When you import third-world refugees, the number of immigrants is just a down payment on a much larger increase in population down the road.  This happens even if they average two children per family, because of demographic momentum.  Of course, if their fertility rates are higher than two this multiplier factor can be much larger.  Assume that the first generation has four kids, the second has three kids, and all succeeding generations have two.  In this case the multiplier factor would be nine.

Granted these are simple examples.  In the case where we had two people each with two children, if they entered the country with their children already born and the children are counted in the totals, then the multiplier factor is only 1.5.  On the other hand, if there are so many immigrants so quickly that they fail to assimilate and their fertility rate does not drop down to replacement, then the sky is the limit.

Nevertheless, even if we cannot predict the total numbers with certainty, if Obama imports tens of millions of people in the next two years (which is quite plausible when you count illegals and all the different expanded legal sources) this could end up being hundreds of millions, easily.  Hello Bangladesh.

Now consider California.  The fraction of the population that is foreign born is only about 25%, but post-1970 cheap-labor immigration policy is responsible for 50% of the current population.  In other words, without post-1970 immigration there would be about 20 million people in California, but instead there are about 40 million people.  When you consider the impact on wages, traffic, water, etc., it is the total increase that counts.

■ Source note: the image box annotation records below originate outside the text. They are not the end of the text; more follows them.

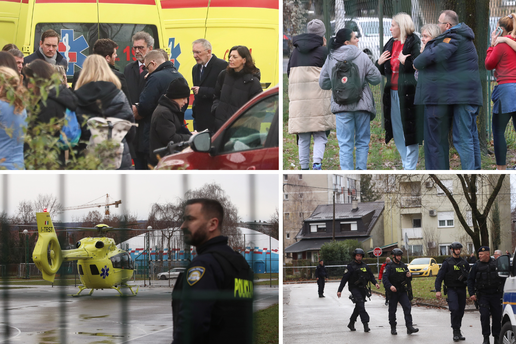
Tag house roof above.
[296,201,384,240]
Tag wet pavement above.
[0,281,278,344]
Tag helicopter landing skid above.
[72,285,93,297]
[111,284,140,296]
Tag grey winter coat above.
[319,45,382,120]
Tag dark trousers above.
[478,294,503,337]
[349,288,369,323]
[317,277,325,296]
[389,290,412,326]
[448,288,466,330]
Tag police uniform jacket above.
[383,262,412,291]
[435,257,470,291]
[468,258,504,295]
[338,261,376,293]
[172,236,253,344]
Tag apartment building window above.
[437,211,454,228]
[436,179,453,196]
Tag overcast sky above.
[0,172,280,221]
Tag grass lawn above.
[254,304,279,344]
[283,74,516,170]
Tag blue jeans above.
[335,111,371,170]
[391,90,419,170]
[424,105,481,170]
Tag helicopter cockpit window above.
[111,252,133,269]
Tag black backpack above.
[331,55,363,105]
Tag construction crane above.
[60,194,122,215]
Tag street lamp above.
[23,229,30,279]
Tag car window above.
[222,95,278,153]
[34,23,159,77]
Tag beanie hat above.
[306,19,326,37]
[165,78,190,99]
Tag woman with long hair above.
[0,66,27,170]
[75,54,136,170]
[485,13,516,170]
[376,13,423,170]
[319,28,382,170]
[211,45,263,132]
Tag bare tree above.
[430,174,505,250]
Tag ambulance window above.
[34,23,160,78]
[222,95,278,153]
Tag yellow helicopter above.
[32,212,139,296]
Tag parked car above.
[158,268,185,280]
[408,258,439,277]
[156,86,279,170]
[331,17,392,62]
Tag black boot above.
[364,323,371,332]
[453,330,460,342]
[407,325,419,334]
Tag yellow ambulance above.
[0,0,279,130]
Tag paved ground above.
[283,282,492,344]
[0,286,278,344]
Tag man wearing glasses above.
[414,10,482,170]
[192,38,228,131]
[124,31,154,170]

Suppose you are an ecologist, and you want to study the impact of a new species of plant being introduced to an ecosystem.  Originally there was one plant, but it has spread and multiplied and now there are 1000 plants of that species.  Do you only calculate the environmental impact of that one original plant?  Or of all of it’s progeny?  Obviously, the latter.

Now those economists who have ‘proven’ that massive increases in population cannot cause living conditions to fall are of course whores, and they are lying on so many levels that it is hard to know where to start.  They would doubtless be happy to prove that the sun rises in the west if you paid them enough.  Anyhow, consider only California and water.  Now California is a desert with erratic rainfall.  Originally the occasional dry year kept the population low.  Building dams and pumps for aquifers allowed Californians to average things out, and is what allowed the population of California to grow.  However, now the population is so large that this is not working.  There is no long term dry trend in California’s weather, it is exactly as it has always been (“Causes of the extreme dry conditions over California during early 2013”, by Hailan Wang and Siegfried Schubert, special supplement to the Bulletin of the American Meteorological Society Vol. 95, No. 9, September 2014).  It’s just that demand for water has increased enough that people can no longer store enough water in the wet years to tide them over the dry ones.  There would be no ‘drought’ in California if there were still just 20 million people living there.

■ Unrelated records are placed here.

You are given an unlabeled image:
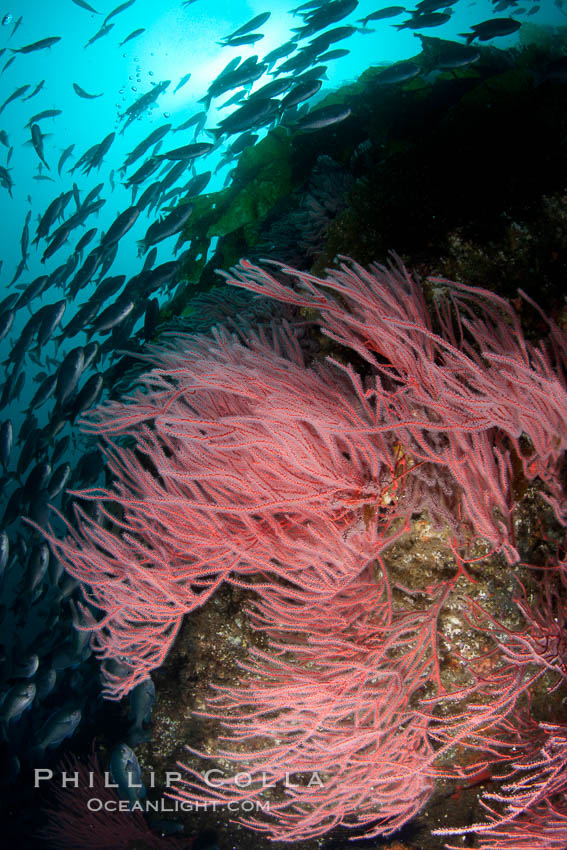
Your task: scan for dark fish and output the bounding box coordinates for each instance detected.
[222,12,271,41]
[104,0,136,24]
[394,12,451,30]
[1,682,36,723]
[73,0,100,15]
[37,299,67,349]
[436,44,480,71]
[110,744,146,806]
[144,298,159,342]
[461,18,521,44]
[10,35,61,53]
[222,32,264,47]
[35,668,57,700]
[317,48,350,62]
[173,74,191,94]
[0,308,14,342]
[0,531,10,577]
[16,274,49,310]
[70,133,116,175]
[118,27,146,47]
[184,169,212,197]
[0,165,14,198]
[138,204,193,253]
[22,463,51,500]
[124,156,161,188]
[121,124,171,171]
[199,62,267,109]
[26,109,63,127]
[0,419,14,471]
[120,80,171,133]
[57,144,75,176]
[214,98,279,138]
[293,0,358,38]
[156,142,214,160]
[92,300,134,333]
[83,340,100,371]
[12,652,39,679]
[280,80,323,110]
[69,375,104,420]
[85,24,114,47]
[173,110,207,135]
[142,248,157,272]
[100,207,140,247]
[26,540,51,592]
[128,678,156,732]
[358,4,406,27]
[73,83,104,100]
[47,463,71,499]
[31,124,49,169]
[10,15,24,38]
[2,56,16,73]
[262,39,297,70]
[75,227,97,255]
[376,60,421,86]
[55,347,85,405]
[28,375,57,412]
[293,104,351,130]
[0,84,29,113]
[20,210,31,259]
[36,708,82,750]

Now consider the economic impact on the average worker.  Let’s temporarily ignore the impact on wages, traffic, rents, etc., and just look at water.  Post 1970 immigration has doubled California’s population.  This will be true even if immigration is stopped and the population stabilizes and the percentage of the population that is foreign born drops to zero.  The average person will have to pay much more for water, and use less of it, and spend a lot on more expensive water-conserving appliances.  And they will also have to pay more for food, as the effect of more expensive water ripples through the rest of the economy.  And this price will have to be paid basically forever, year after year, generation after generation, long after the last foreign-born immigrant has passed away.  Just considering water, the total cost to the average Californian will be colossal.  Surely this should be considered in any economic analysis of the effects of immigration?

But of course those wealthy oligarchs who are responsible for jamming so many people into California won’t have to do without – with all that cheap labor, and being able to charge high rents, they will make piles of money, and take hour long showers and swim in their own private heated Olympic swimming pools.  So that’s all right then.  If the little people are running out of water it’s because they are lazy.  If only they would work harder and all become billionaires they could all have plenty of water.  Yeah, sure.